Dozens of Teens in Armed Forces Claim Raped or Sexually Abused
Dozens of teens serving in the military claim to have been raped or sexually assaulted by comrades or instructors in the past year
- Nearly half of the alleged victims were in training at the Army College in Harrogate
- Figures suggest 47 recruits under 18 are believed to have been victims of sexual assault last year
- One case has been proven, four are ongoing and 11 handed over to civil police
- Research last year found that female members were abandoned by army bosses
- Following the Ministry of Defense’s zero-tolerance policy towards sex offenders
Dozens of teens who have served in the armed forces have claimed to have been sexually assaulted by fellow comrades or instructors, according to defense chiefs.
Nearly half of those who claimed to have been victims of sexual assault were educated at an army college in Harrogate, North Yorkshire, attended by school leavers as young as 16 years old, according to The sun.
According to figures released just a year after a report by MPs that military bosses were accused of covering up rape and sexual abuse in order to protect themselves, one in ten teenage girls in the service claim to have been the victim of a sexual assault.
Nearly half of those who claimed to have been victims of sexual assault were educated at an army college in Harrogate, North Yorkshire (stock image)
New figures released by ministers following an inquiry by the House of Commons defense committee suggest 47 recruits under the age of 18 said they had been sexually assaulted or raped last year.
The investigation concluded that female members of the military were being abandoned by senior officers.
Armed Forces Minister Leo Docherty told MPs that 37 of the 47 victims were women, with one case proven, four pending and 11 handed over to civilian police.
Incidents within the armed forces are usually handled by the Royal Netherlands Marechaussee, which is responsible for police surveillance of service personnel.
Of the complaints, 22 were based at the Army Foundation College in Harrogate at the time of the crime.
Figures suggest nearly 300 girls, ages 18 and under, were employed during the attacks.
Colonel Philip Ingram, a former army commander, said: “These statistics are shocking any way you look at them.

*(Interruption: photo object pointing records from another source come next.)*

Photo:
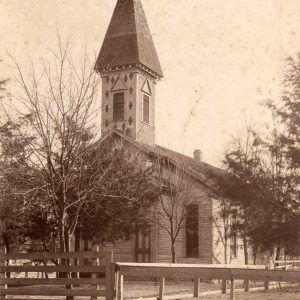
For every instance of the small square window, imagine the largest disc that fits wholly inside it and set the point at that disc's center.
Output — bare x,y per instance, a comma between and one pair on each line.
146,109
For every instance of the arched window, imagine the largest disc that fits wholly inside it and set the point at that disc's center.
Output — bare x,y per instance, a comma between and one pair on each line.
118,107
192,230
146,109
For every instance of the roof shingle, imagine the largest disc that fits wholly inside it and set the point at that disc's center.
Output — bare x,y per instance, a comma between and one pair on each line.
128,40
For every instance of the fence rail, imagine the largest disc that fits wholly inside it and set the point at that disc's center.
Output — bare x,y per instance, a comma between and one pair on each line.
287,264
198,272
69,266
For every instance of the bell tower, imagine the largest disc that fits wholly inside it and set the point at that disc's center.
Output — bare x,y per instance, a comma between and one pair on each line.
130,69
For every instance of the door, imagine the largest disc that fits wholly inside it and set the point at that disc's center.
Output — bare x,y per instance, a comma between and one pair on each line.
143,245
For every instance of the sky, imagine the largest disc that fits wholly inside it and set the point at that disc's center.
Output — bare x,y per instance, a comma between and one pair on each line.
221,58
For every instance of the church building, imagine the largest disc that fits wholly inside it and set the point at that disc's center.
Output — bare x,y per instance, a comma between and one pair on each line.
130,70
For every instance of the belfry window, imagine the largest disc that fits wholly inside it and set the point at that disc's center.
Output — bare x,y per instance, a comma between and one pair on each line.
118,107
146,109
192,231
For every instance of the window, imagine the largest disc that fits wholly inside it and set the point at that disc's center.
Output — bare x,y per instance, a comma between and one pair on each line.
118,107
192,231
146,109
233,236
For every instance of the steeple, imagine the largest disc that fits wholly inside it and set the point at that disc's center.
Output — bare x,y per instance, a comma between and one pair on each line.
128,41
129,67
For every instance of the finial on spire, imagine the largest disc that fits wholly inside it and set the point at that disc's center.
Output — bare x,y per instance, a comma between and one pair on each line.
128,41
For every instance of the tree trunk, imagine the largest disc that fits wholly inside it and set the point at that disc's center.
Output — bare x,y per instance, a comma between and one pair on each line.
245,242
173,250
64,247
7,249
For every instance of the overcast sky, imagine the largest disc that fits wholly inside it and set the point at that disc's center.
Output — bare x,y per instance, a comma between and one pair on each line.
220,58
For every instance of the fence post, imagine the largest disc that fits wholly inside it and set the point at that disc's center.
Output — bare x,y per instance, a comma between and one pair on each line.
109,276
224,286
95,262
266,283
247,285
2,275
120,290
232,290
196,287
161,288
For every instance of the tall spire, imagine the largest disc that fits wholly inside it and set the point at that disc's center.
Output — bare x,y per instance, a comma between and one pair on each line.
128,41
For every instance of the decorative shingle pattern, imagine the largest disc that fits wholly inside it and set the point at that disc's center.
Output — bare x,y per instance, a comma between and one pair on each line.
128,40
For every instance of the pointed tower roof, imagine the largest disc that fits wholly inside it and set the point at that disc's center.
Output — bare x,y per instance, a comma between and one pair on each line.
128,40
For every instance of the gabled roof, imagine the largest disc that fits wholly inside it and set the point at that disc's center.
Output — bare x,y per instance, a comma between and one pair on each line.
201,171
128,40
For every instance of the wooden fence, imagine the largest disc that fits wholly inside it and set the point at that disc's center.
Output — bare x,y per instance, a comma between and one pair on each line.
100,283
197,272
287,264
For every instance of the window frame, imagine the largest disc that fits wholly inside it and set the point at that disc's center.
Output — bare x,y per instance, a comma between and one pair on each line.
147,98
190,238
115,115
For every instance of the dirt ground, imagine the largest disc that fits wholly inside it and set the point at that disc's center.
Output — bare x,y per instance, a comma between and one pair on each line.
290,293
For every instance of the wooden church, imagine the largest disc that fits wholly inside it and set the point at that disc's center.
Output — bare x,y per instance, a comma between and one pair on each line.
130,69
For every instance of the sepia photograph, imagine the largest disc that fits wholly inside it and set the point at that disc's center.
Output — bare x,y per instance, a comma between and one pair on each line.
149,149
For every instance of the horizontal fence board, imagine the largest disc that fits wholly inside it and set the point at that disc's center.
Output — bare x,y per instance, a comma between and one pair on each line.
53,269
192,266
54,255
184,272
52,281
286,261
208,272
41,291
267,275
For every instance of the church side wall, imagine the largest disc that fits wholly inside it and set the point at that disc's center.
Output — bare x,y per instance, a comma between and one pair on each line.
205,234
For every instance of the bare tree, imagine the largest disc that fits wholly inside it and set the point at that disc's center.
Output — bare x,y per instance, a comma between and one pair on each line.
63,170
177,193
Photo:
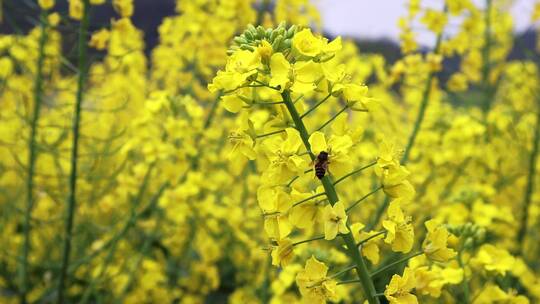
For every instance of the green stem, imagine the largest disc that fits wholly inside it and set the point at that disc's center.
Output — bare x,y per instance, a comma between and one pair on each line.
382,269
308,199
315,106
321,237
32,155
130,223
345,270
370,238
412,138
423,106
349,282
333,117
353,252
72,199
270,133
354,172
362,199
486,68
522,232
465,283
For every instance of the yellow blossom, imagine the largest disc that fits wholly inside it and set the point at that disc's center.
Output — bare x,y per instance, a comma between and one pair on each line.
100,39
283,253
314,286
46,4
398,291
434,245
399,230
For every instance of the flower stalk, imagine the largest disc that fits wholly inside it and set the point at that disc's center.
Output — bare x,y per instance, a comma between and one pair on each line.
32,156
331,194
72,198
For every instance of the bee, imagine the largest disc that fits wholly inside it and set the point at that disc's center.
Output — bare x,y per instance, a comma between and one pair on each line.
321,164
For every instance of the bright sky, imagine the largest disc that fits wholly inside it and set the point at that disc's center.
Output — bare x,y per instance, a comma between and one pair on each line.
378,18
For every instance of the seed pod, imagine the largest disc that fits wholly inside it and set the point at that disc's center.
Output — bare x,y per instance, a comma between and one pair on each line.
291,31
240,40
249,35
287,43
274,35
260,31
469,243
251,29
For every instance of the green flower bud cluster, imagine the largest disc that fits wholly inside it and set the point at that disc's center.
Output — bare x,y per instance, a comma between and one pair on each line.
471,234
280,38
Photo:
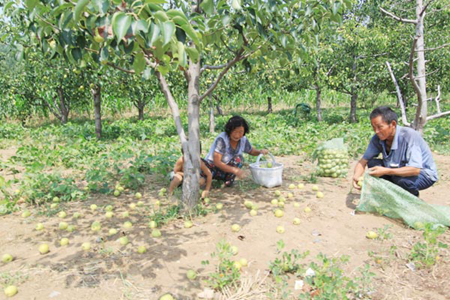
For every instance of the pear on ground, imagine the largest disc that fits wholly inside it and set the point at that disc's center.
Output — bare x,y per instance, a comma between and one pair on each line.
10,291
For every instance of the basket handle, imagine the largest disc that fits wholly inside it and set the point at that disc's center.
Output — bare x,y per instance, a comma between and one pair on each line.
261,155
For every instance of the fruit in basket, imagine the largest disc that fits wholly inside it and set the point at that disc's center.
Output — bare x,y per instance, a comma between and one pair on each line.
279,213
333,162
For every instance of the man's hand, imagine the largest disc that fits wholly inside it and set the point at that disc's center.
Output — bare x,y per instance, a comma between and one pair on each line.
378,171
205,194
239,173
355,182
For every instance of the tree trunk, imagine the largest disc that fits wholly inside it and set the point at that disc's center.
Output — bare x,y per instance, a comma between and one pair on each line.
422,109
212,124
192,151
353,118
96,94
63,107
140,107
269,105
318,101
219,109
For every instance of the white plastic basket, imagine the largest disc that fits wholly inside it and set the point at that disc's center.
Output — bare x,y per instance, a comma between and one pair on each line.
268,177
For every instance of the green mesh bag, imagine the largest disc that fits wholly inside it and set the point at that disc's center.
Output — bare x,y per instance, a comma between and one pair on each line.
388,199
332,158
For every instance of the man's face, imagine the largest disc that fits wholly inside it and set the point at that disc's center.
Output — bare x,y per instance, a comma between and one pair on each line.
237,133
382,129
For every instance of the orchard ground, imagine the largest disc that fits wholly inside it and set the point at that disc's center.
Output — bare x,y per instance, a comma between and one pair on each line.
112,271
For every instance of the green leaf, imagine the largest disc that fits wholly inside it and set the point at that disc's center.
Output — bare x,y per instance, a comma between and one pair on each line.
161,16
283,41
121,23
193,53
180,21
78,10
31,4
236,4
153,34
164,70
139,63
167,30
191,33
172,13
208,7
155,1
139,26
182,58
226,19
101,6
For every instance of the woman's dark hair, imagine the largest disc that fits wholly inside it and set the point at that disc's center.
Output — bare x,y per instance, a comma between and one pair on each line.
386,113
235,122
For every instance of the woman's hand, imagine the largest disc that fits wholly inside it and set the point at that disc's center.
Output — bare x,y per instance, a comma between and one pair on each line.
378,171
239,173
205,194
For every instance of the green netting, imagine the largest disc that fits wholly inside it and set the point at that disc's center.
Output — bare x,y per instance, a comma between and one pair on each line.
333,158
388,199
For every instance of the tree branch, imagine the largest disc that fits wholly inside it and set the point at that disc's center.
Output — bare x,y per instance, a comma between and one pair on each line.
411,70
446,113
425,8
438,99
231,63
120,68
173,106
398,18
212,67
431,49
399,96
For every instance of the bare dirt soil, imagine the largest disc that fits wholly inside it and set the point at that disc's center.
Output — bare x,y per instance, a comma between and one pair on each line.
112,271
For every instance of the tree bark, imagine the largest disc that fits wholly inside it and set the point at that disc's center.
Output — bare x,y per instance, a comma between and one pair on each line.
318,101
212,124
63,106
192,147
141,113
269,105
422,110
96,95
219,109
353,118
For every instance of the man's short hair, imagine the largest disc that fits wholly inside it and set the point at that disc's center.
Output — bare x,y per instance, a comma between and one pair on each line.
235,122
386,113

“They highlight the most basic flaws in the command on a number of different levels and yet it takes a parliamentary call to get the information into the public domain, provided by the same minister who continues to say that Defense is making huge strides in tackling inappropriate behaviour .

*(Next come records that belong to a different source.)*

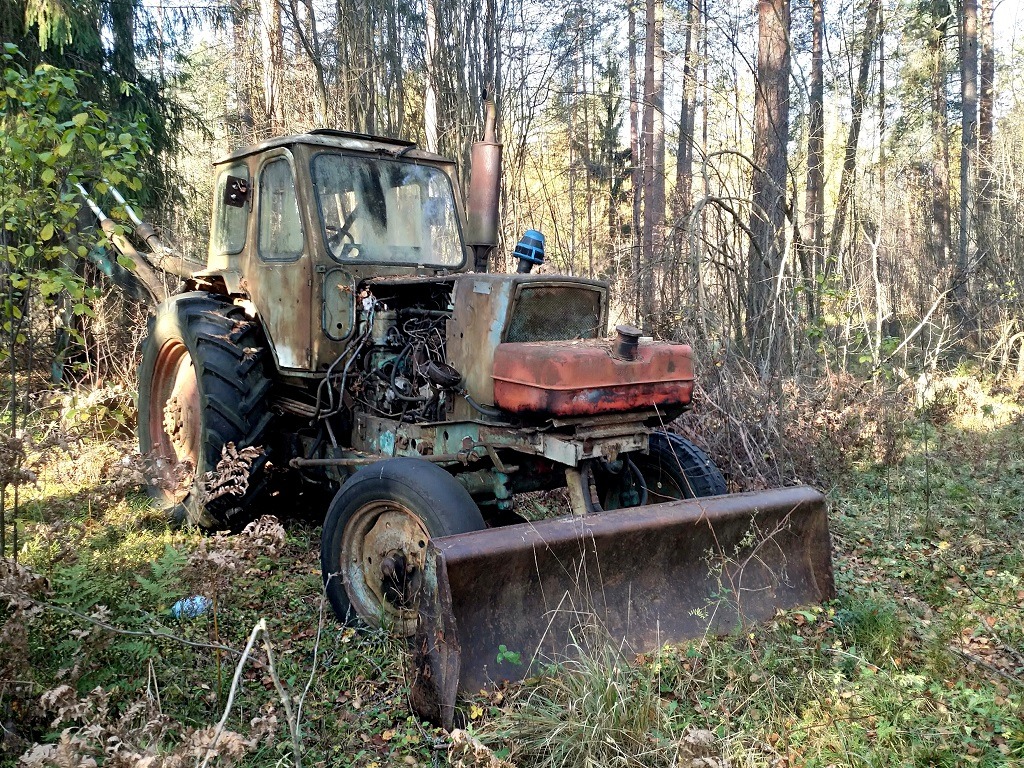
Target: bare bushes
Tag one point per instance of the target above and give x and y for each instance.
(770, 434)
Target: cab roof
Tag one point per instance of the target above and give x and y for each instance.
(335, 139)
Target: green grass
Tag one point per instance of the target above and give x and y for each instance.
(918, 663)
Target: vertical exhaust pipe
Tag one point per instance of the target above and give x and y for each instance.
(484, 190)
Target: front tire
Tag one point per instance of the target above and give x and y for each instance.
(373, 548)
(203, 383)
(675, 468)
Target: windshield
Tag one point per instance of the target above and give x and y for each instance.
(382, 210)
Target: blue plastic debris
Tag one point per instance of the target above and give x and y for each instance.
(189, 607)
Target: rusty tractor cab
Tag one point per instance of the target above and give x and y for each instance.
(345, 328)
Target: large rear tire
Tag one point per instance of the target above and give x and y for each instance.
(373, 548)
(675, 468)
(203, 383)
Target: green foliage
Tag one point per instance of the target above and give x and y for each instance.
(51, 139)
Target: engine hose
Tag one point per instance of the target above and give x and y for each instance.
(394, 374)
(640, 480)
(494, 413)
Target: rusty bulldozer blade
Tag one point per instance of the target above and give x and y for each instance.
(642, 578)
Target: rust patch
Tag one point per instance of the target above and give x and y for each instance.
(583, 378)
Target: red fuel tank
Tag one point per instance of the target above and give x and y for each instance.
(583, 378)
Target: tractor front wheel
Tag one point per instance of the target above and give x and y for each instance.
(374, 545)
(675, 468)
(203, 383)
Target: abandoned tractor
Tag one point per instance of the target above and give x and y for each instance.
(345, 327)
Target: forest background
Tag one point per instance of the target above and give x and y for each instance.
(822, 198)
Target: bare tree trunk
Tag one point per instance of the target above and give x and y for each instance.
(687, 116)
(430, 98)
(636, 171)
(969, 126)
(812, 236)
(271, 45)
(653, 155)
(986, 184)
(853, 138)
(241, 72)
(771, 130)
(940, 228)
(310, 41)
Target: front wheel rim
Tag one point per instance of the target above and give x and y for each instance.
(383, 554)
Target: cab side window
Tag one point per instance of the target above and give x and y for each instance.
(230, 219)
(280, 226)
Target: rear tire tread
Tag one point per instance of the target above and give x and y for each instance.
(230, 358)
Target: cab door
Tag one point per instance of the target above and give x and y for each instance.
(279, 275)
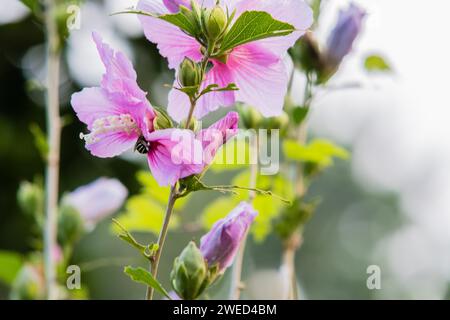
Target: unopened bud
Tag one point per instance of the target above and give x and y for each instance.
(190, 73)
(189, 275)
(70, 225)
(215, 22)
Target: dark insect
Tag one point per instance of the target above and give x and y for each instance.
(142, 146)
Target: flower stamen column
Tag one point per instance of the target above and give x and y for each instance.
(236, 282)
(54, 140)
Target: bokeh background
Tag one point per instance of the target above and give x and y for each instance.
(388, 206)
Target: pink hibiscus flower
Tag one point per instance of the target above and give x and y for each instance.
(256, 68)
(119, 117)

Of the complaints, 22 were based at the Army Foundation College in Harrogate at the time of the crime (stock image)
“Until the defense gains some form of independent oversight, it will continue to cover up what can only be described as horrific acts.”

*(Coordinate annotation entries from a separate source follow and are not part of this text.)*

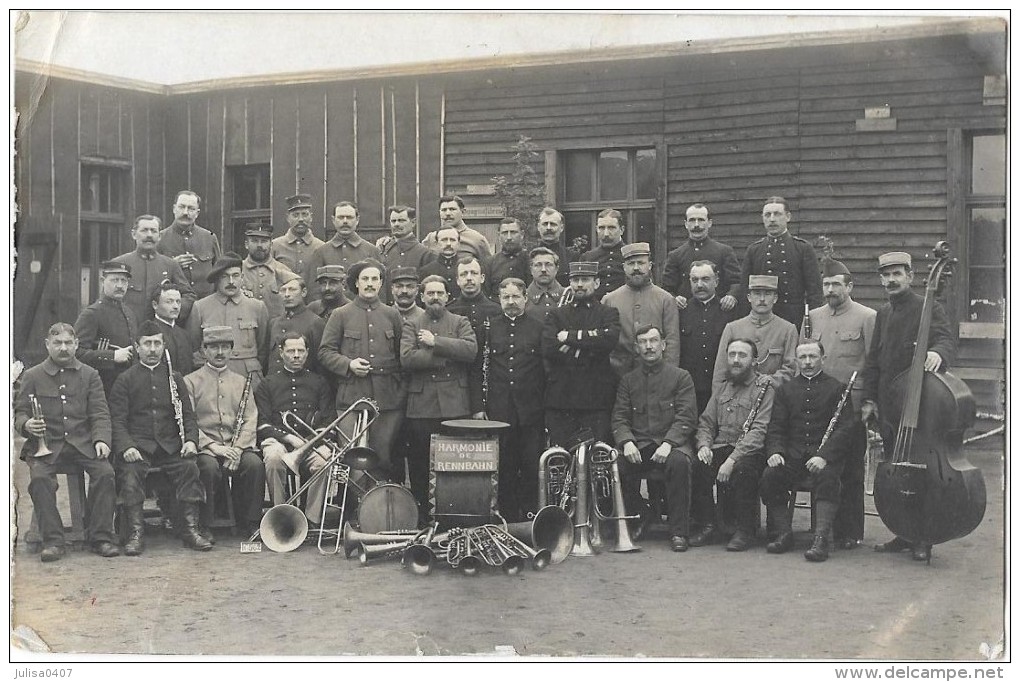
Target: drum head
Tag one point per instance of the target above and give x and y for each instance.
(388, 507)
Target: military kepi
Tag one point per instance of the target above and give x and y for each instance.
(895, 258)
(769, 281)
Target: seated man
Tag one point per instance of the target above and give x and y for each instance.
(802, 411)
(61, 410)
(154, 426)
(730, 436)
(308, 396)
(653, 420)
(224, 409)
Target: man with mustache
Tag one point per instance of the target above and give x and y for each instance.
(789, 258)
(295, 248)
(846, 327)
(74, 420)
(438, 350)
(891, 352)
(149, 268)
(263, 274)
(227, 306)
(194, 248)
(700, 247)
(361, 348)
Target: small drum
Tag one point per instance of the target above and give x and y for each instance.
(387, 507)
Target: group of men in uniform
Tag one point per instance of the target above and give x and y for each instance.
(198, 354)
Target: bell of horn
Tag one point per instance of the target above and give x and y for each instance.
(284, 528)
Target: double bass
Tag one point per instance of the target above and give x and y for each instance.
(926, 491)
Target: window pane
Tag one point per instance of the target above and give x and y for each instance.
(645, 174)
(988, 165)
(613, 175)
(579, 173)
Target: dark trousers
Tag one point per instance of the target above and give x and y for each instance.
(677, 482)
(743, 488)
(248, 486)
(183, 472)
(99, 504)
(563, 424)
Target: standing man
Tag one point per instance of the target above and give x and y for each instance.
(106, 329)
(802, 410)
(788, 258)
(74, 420)
(576, 342)
(295, 248)
(361, 348)
(263, 274)
(154, 426)
(194, 248)
(702, 323)
(641, 303)
(846, 328)
(477, 308)
(700, 247)
(891, 352)
(438, 351)
(224, 410)
(774, 338)
(516, 377)
(729, 439)
(227, 306)
(346, 248)
(149, 268)
(471, 242)
(511, 261)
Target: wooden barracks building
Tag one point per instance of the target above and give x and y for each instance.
(881, 141)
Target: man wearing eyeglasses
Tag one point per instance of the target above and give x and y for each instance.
(195, 249)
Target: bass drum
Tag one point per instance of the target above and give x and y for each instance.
(388, 507)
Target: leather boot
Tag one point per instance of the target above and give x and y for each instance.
(189, 534)
(135, 544)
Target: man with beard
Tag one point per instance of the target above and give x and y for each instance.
(729, 444)
(641, 303)
(149, 268)
(225, 434)
(194, 248)
(74, 420)
(702, 322)
(775, 338)
(477, 308)
(361, 348)
(346, 248)
(511, 261)
(106, 328)
(846, 328)
(516, 377)
(545, 291)
(788, 258)
(295, 248)
(891, 352)
(470, 242)
(576, 342)
(438, 351)
(802, 409)
(227, 306)
(147, 433)
(445, 262)
(330, 280)
(700, 247)
(263, 274)
(297, 318)
(653, 420)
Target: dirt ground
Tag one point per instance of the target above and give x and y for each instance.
(703, 604)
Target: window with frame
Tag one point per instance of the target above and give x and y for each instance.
(622, 178)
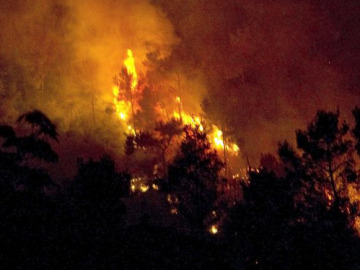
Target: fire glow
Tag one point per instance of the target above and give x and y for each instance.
(124, 111)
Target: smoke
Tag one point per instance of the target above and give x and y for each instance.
(61, 57)
(268, 66)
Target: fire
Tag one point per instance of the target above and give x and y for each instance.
(216, 137)
(130, 67)
(213, 229)
(124, 107)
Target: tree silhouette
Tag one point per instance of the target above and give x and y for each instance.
(193, 178)
(155, 144)
(356, 130)
(328, 155)
(17, 151)
(96, 194)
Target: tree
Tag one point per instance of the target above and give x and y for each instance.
(193, 178)
(155, 143)
(96, 196)
(356, 130)
(17, 152)
(328, 155)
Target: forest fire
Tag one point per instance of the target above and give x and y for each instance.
(157, 134)
(124, 104)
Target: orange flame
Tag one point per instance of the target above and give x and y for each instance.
(129, 63)
(123, 107)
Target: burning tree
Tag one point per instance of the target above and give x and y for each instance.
(325, 168)
(194, 179)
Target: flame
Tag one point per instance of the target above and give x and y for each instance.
(123, 107)
(129, 63)
(216, 137)
(213, 229)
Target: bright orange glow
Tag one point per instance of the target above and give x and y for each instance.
(123, 107)
(213, 229)
(129, 63)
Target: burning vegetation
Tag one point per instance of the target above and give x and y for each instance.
(159, 134)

A MoD spokesperson said: “Harassment or harassment has no place in the armed forces and all allegations are taken seriously and investigated by the service police.
“We continue to improve reporting mechanisms so that staff feel safe reporting issues and ensure allegations are followed up.
“This includes establishing a victim and witness support unit, ensuring that complaints of bullying, harassment or discrimination are handled outside the chain of command, and strengthening the levers to fire someone who has committed a sexual offence.”
Earlier this year, the Ministry of Defense published its zero tolerance approach to sex offenders in the armed forces. It applies to the Royal Navy, RAF and Army under one approach.
Significant changes included the introduction of administrative discharge with no option to serve elsewhere for those found guilty of sexual offences.
The policy also states that sexual relations between instructors and trainees are unacceptable and will result in the instructor’s dismissal.